Em algumas hipóteses, como no caso das gestantes, é aceito que o período restante da estabilidade seja transformado em indenização. Ou seja, o período que falta é pago e o contrato é rescindido sem justa causa, com todos os direitos pagos normalmente, inclusive a multa de 40% sobre o saldo do FGTS.

Por fim, é possível o término do contrato a pedido do próprio empregado. O desligamento nesse caso será feito pelo procedimento comum, por meio da carta de Aviso Prévio do trabalhador ao empregador e com cumprimento de aviso ou não caso o empregador concorde.
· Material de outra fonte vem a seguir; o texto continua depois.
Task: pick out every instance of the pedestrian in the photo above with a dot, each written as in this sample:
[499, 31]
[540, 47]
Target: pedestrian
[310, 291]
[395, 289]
O empregado não terá direito de receber o restante do período estabilitário e seu contrato de trabalho cessa imediatamente, sendo devidos os direitos comuns decorrentes do pedido de demissão.

Por tudo isso, a estabilidade provisória deve ser tratada como uma forma de tranquilizar o trabalhador, para que este possa executar suas tarefas plenamente, sem o receio de perder o emprego enquanto se encontra em um momento delicado, mas de maneira alguma significa que, poderá deixar de cumprir com suas obrigações contratuais, já que a possibilidade de rescisão do contrato de trabalho continua sendo permitida pela lei.